When the racial reckoning sparked discussions around equity in employment, hiring and healthcare, “disability wasn't necessarily at the table,” Mondejar said. With the new permanent agency, “this is an opportunity for Massachusetts to once again take the lead” on disability policy.

Mondejar’s involvement builds on his decades of lived experience working in the corporate sector as a person with a physical disability, a limb difference. He says that both employees and employers miss out when people with disabilities face barriers in finding gainful employment.

“I see it as, if you're not open to employment of folks with different abilities, then you're shutting the door on innovation, creativity and really thinking about how do you create a holistic work environment where contributions come from different lenses?” he said. “I've seen incredible, innovative work that's come out of hiring folks that think about doing work differently.”

Mondejar hopes the commission can set an example for employers in the private sector and anyone involved in inclusion efforts by paying attention to intersectionality from the beginning.

“Disability is a big part of every community,” he said. “And if you happen to be a person of color and you happen to have a disability, you have a couple of things against you already.”

Mondejar, Spooner and Thompson all note that the younger, “post-ADA” generation has grown up in a more integrated society which has changed how they approach activism.

“So, the Ozes of the world — they may have been the only one in the classroom, or the only one in the school that had a visible difference — [are] no longer as unique,” Mondejar said. “So it's a different world, an exciting one, and there's a lot of work to still be done.”

A new generation of politicians are also putting inclusivity at the forefront of their policies, including in Boston.

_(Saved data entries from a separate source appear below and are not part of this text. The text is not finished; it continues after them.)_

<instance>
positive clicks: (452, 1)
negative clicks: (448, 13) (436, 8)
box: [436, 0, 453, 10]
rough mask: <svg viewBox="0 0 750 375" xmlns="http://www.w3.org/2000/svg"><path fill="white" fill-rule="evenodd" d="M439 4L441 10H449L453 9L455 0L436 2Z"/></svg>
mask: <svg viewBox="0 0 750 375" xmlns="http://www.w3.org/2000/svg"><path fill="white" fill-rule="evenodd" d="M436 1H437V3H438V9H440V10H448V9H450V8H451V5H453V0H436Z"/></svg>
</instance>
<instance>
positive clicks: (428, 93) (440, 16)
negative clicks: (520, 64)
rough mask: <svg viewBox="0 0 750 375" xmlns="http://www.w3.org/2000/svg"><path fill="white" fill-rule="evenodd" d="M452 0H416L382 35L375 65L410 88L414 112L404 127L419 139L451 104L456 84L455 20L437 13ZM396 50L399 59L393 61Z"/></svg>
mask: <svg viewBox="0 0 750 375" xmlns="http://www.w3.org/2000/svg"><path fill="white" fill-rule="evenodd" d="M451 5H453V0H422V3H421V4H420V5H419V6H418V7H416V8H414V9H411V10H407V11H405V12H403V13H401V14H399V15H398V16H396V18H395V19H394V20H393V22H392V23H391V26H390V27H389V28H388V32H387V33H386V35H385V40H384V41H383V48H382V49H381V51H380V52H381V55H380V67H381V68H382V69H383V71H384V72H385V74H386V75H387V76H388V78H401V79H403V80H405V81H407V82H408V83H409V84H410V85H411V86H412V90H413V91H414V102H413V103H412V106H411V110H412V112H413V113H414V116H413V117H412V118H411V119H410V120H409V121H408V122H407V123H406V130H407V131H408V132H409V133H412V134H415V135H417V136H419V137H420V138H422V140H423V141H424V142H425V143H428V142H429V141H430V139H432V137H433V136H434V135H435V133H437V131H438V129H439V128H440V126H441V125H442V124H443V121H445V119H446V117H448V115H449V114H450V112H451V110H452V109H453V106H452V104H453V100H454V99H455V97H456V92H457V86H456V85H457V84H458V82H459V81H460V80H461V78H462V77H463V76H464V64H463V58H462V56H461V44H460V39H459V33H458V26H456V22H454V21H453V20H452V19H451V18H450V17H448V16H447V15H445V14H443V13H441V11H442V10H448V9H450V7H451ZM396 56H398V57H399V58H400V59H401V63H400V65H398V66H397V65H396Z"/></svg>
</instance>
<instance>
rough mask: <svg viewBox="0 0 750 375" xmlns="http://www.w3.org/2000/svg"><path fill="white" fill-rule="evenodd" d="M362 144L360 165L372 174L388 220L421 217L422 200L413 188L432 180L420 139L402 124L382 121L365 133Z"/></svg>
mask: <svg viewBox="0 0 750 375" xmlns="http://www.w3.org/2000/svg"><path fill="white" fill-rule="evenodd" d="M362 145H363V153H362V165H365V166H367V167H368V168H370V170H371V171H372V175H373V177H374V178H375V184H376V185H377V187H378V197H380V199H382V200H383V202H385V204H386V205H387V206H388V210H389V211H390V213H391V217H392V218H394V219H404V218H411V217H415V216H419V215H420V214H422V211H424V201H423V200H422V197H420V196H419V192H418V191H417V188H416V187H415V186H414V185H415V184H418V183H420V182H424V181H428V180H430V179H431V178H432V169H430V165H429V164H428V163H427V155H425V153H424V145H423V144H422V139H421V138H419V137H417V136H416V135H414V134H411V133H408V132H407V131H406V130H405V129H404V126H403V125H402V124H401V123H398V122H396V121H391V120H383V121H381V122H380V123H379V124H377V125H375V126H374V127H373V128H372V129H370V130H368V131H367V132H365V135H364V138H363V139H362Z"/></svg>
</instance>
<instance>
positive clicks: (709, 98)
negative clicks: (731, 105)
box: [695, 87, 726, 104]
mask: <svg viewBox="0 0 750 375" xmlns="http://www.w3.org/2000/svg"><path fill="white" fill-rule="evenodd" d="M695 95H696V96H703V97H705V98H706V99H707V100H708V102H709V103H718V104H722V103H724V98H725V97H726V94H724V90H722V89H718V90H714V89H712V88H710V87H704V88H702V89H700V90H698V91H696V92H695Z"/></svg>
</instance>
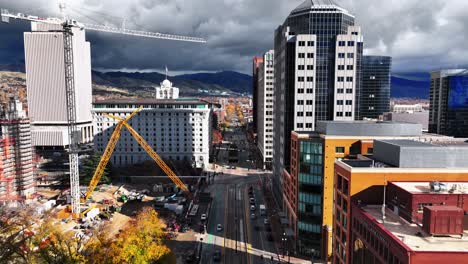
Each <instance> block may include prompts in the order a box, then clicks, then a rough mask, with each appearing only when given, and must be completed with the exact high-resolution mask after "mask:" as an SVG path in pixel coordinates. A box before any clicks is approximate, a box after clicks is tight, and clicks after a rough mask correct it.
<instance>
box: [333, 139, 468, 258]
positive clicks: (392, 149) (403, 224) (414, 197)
mask: <svg viewBox="0 0 468 264" xmlns="http://www.w3.org/2000/svg"><path fill="white" fill-rule="evenodd" d="M467 160H468V147H467V144H463V143H459V142H458V143H457V142H452V144H449V142H446V143H445V144H441V143H440V142H439V143H438V144H429V143H424V142H416V141H410V140H388V141H382V140H377V141H375V142H374V154H373V155H368V156H360V157H359V159H355V160H338V161H336V162H335V177H336V178H335V185H334V190H335V199H334V208H335V213H334V220H333V222H334V224H333V226H334V227H333V236H334V239H333V263H440V262H441V261H449V260H451V261H452V262H453V263H466V261H468V240H465V239H461V238H460V236H458V237H452V236H446V237H444V238H437V237H432V236H430V235H428V234H427V233H425V232H424V230H423V228H421V224H418V222H420V220H421V219H420V213H419V212H420V209H419V207H423V208H424V207H425V206H427V205H431V204H432V205H433V204H438V205H455V206H459V207H460V208H464V207H465V205H464V202H462V201H458V202H457V203H453V204H452V202H449V199H451V198H450V197H457V195H459V194H463V193H462V192H464V190H463V188H464V187H462V186H460V187H456V188H455V189H454V190H453V192H452V193H450V192H449V190H451V189H452V188H453V185H460V184H461V183H463V182H466V181H467V179H468V162H467ZM399 181H411V182H413V183H411V182H410V183H395V182H399ZM428 181H439V182H444V183H445V182H452V184H448V186H451V187H450V188H447V191H446V192H445V191H444V192H435V193H433V194H432V195H430V196H427V195H424V191H425V188H427V187H428V186H430V183H429V182H428ZM389 182H394V183H393V185H392V183H389ZM417 182H419V183H417ZM387 185H388V190H387V191H385V190H386V189H387ZM416 186H420V187H416ZM463 186H464V184H463ZM458 188H459V189H458ZM457 189H458V190H457ZM384 194H386V195H384ZM411 196H412V197H411ZM396 197H397V198H396ZM460 197H462V198H463V197H464V196H458V198H460ZM396 201H398V202H396ZM410 201H411V202H410ZM383 204H386V205H389V206H388V208H385V207H383V206H382V205H383ZM402 207H405V208H406V212H405V210H401V211H400V208H402ZM382 208H385V209H382ZM396 208H398V209H396ZM383 212H385V217H384V215H383ZM408 219H413V220H414V221H408ZM379 220H380V221H379ZM361 250H363V251H361ZM462 260H464V261H465V262H462ZM424 261H429V262H424Z"/></svg>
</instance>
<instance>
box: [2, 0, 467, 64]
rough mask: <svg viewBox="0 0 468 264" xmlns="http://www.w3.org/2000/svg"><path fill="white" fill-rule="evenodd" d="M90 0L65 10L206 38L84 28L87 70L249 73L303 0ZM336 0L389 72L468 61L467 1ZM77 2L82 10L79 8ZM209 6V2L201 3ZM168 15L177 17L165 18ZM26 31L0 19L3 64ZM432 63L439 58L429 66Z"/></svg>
mask: <svg viewBox="0 0 468 264" xmlns="http://www.w3.org/2000/svg"><path fill="white" fill-rule="evenodd" d="M88 2H89V1H88ZM88 2H86V3H84V2H81V3H75V4H73V7H72V6H70V16H71V17H74V18H75V17H76V18H77V19H78V20H80V21H83V22H88V23H94V24H97V23H103V21H107V22H113V23H114V24H120V23H122V22H123V18H125V25H126V26H127V27H128V28H132V29H144V30H151V31H157V32H163V33H173V34H185V35H193V36H200V37H205V38H207V40H208V44H207V45H187V44H180V43H175V42H152V43H151V45H148V43H149V42H148V41H147V40H132V39H131V38H127V37H120V36H113V35H108V34H106V35H102V34H96V33H91V32H89V33H88V34H87V39H88V40H89V41H90V42H91V46H92V56H93V58H92V63H93V69H100V70H123V71H137V70H138V71H162V70H163V69H164V66H165V65H168V67H169V68H170V69H171V71H174V72H183V73H185V72H201V71H208V72H210V71H221V70H234V71H239V72H243V73H250V60H251V57H253V56H254V55H257V54H262V53H263V52H264V51H265V50H269V49H271V48H273V35H274V28H276V27H277V26H278V25H279V24H280V23H281V22H282V21H283V20H284V19H285V18H286V17H287V15H288V14H289V12H290V10H292V9H293V8H295V7H296V6H298V5H299V4H300V3H302V2H303V1H302V0H296V1H278V0H275V1H274V2H272V1H255V3H249V4H248V3H245V2H244V1H241V0H230V1H226V2H224V3H219V1H212V0H204V1H197V3H190V2H187V1H145V2H142V3H141V4H138V3H128V4H127V3H124V2H122V3H120V6H122V7H123V8H119V9H115V8H111V1H100V2H99V4H98V3H96V2H91V3H88ZM334 2H336V3H337V4H338V5H340V6H343V7H344V8H347V9H348V10H350V12H352V13H353V14H355V15H356V17H357V18H358V20H357V22H358V23H359V24H360V25H361V27H362V31H363V36H364V40H365V43H366V46H365V47H364V48H365V51H364V53H366V54H368V55H386V56H392V57H393V58H394V61H393V70H394V72H408V71H416V72H420V71H425V72H427V71H430V70H437V69H441V68H463V67H464V66H466V65H467V63H466V62H465V61H464V59H463V58H466V57H467V56H464V54H466V52H467V51H465V50H463V43H464V42H466V36H465V35H466V34H463V33H464V32H465V31H466V29H464V27H463V25H464V24H466V22H465V20H466V18H465V17H464V16H463V11H462V10H464V7H467V5H468V4H467V3H464V1H461V0H460V1H450V2H447V1H438V0H433V1H426V2H425V3H419V2H418V1H398V3H397V2H395V1H392V3H382V4H380V3H374V2H375V1H369V0H361V1H351V0H343V1H334ZM112 4H115V1H112ZM83 5H86V8H83V9H81V8H80V6H83ZM0 6H1V7H2V8H7V9H9V10H10V11H12V12H30V13H31V14H38V15H43V16H57V10H58V8H57V7H56V3H53V2H50V3H49V1H38V2H36V3H35V4H34V5H31V4H30V3H28V1H23V0H20V1H15V3H11V2H7V1H4V0H2V1H0ZM75 6H76V7H75ZM208 6H210V8H206V7H208ZM246 7H248V8H246ZM75 10H77V11H78V12H79V13H78V12H76V11H75ZM91 10H92V11H93V12H91ZM103 10H105V11H103ZM212 10H229V12H212ZM96 13H105V14H107V15H108V16H105V15H102V17H107V19H106V20H104V19H102V17H99V18H98V19H96V21H90V20H89V19H88V18H86V16H87V17H90V16H91V17H93V18H94V19H95V15H94V14H96ZM80 14H83V15H80ZM174 14H176V15H174ZM109 15H110V16H109ZM156 17H157V18H156ZM112 20H113V21H112ZM171 20H172V21H177V22H176V23H167V21H171ZM25 30H28V25H27V24H26V23H21V22H14V23H11V25H9V26H6V25H3V24H2V25H0V32H2V39H1V40H2V43H3V44H2V46H3V49H2V51H3V52H1V53H0V61H2V63H4V64H10V63H16V64H21V63H23V60H24V52H23V44H22V34H21V32H22V31H25ZM258 36H261V37H258ZM268 36H270V37H268ZM434 36H438V37H437V38H435V37H434ZM440 36H442V37H440ZM447 39H450V41H447ZM135 50H138V52H135ZM155 50H158V51H160V52H154V51H155ZM5 51H7V52H5ZM434 61H436V62H438V63H437V64H434V63H433V62H434Z"/></svg>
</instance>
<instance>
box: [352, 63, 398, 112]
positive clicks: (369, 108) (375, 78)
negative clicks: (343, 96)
mask: <svg viewBox="0 0 468 264" xmlns="http://www.w3.org/2000/svg"><path fill="white" fill-rule="evenodd" d="M391 67H392V58H391V57H387V56H363V60H362V89H361V97H360V98H361V103H360V106H361V117H362V118H374V119H375V118H379V116H380V115H382V114H383V113H385V112H389V111H390V78H391V77H390V70H391Z"/></svg>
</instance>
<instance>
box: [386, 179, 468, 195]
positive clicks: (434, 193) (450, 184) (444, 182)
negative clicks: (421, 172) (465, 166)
mask: <svg viewBox="0 0 468 264" xmlns="http://www.w3.org/2000/svg"><path fill="white" fill-rule="evenodd" d="M467 180H468V179H467ZM391 183H392V184H394V185H396V186H398V187H399V188H401V189H403V190H405V191H407V192H410V193H413V194H426V193H431V194H468V182H441V183H444V184H446V185H447V187H448V190H449V191H450V190H451V189H452V188H453V191H451V192H449V191H439V192H434V191H431V187H430V182H391Z"/></svg>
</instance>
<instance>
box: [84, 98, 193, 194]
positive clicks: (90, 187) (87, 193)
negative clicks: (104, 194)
mask: <svg viewBox="0 0 468 264" xmlns="http://www.w3.org/2000/svg"><path fill="white" fill-rule="evenodd" d="M141 109H142V106H140V107H139V108H138V109H136V110H135V111H133V112H132V114H130V115H129V116H128V117H127V118H125V119H122V118H120V117H116V116H113V115H110V114H107V116H109V117H111V118H113V119H115V120H117V121H119V123H118V124H117V126H116V127H115V129H114V132H112V135H111V137H110V140H109V142H108V143H107V146H106V149H105V150H104V153H103V154H102V157H101V160H100V161H99V164H98V166H97V167H96V170H95V172H94V175H93V178H92V179H91V182H90V183H89V187H88V190H87V191H86V194H85V195H84V197H83V198H82V199H81V202H85V201H86V200H88V199H89V197H90V196H91V194H92V193H93V191H94V189H95V188H96V186H97V184H98V183H99V181H100V180H101V177H102V175H103V174H104V170H105V169H106V166H107V163H108V162H109V160H110V158H111V156H112V153H113V152H114V149H115V146H116V145H117V142H118V140H119V138H120V132H121V131H122V128H123V127H124V126H125V127H126V128H127V129H128V131H129V132H130V134H131V135H132V136H133V137H134V138H135V140H136V141H137V142H138V144H140V145H141V147H142V148H143V149H144V150H145V151H146V152H147V153H148V154H149V155H150V156H151V158H152V159H153V160H154V161H155V162H156V164H158V166H159V167H160V168H161V169H162V170H163V171H164V172H165V173H166V174H167V176H169V178H170V179H171V180H172V182H174V184H175V185H176V186H177V187H179V188H180V189H181V190H183V191H184V192H185V193H187V194H188V195H189V196H190V191H189V189H188V188H187V186H186V185H185V184H184V183H183V182H182V181H181V180H180V179H179V177H177V175H176V174H175V173H174V172H173V171H172V170H171V168H170V167H169V166H167V164H166V163H165V162H164V161H163V160H162V159H161V157H160V156H159V155H158V154H157V153H156V152H155V151H154V150H153V148H151V146H150V145H149V144H148V142H146V140H145V139H144V138H143V137H142V136H140V135H139V134H138V132H136V131H135V130H134V129H133V128H132V127H131V126H130V125H129V124H128V123H127V121H128V120H130V119H131V118H132V117H133V116H135V115H136V114H137V113H138V112H139V111H140V110H141ZM120 198H121V200H122V201H123V202H126V201H127V200H128V199H129V197H128V196H127V195H122V196H121V197H120Z"/></svg>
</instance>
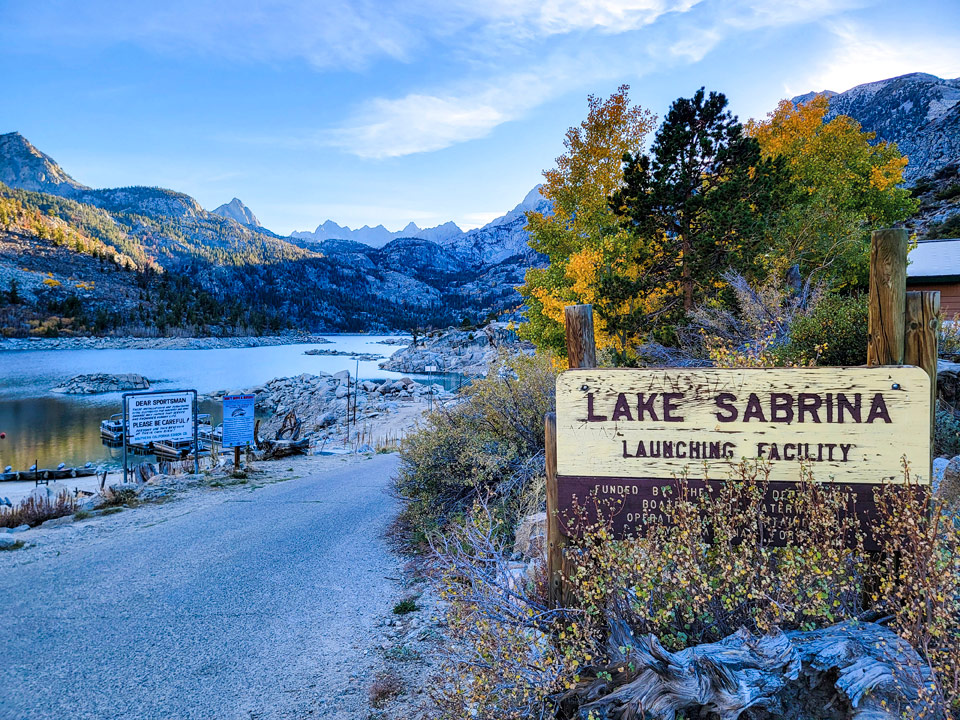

In her inauguration speech on Nov. 16, Mayor Michelle Wu noted that the City Council chamber in which she was speaking was not previously accessible.

“Three steps down were a barrier between our government and the people we are here to serve,” she said, explaining that the room was modified to be fully accessible. “When we make City Hall more accessible, we are all raised up.”

Spooner watched the speech hopefully. “It's very uncommon,” he said about accessibility being front and center as a mayor takes office. “It was overwhelmingly really awesome to hear. She really epitomized a very progressive, inclusive campaign. We all know Boston needs that more than anything else.”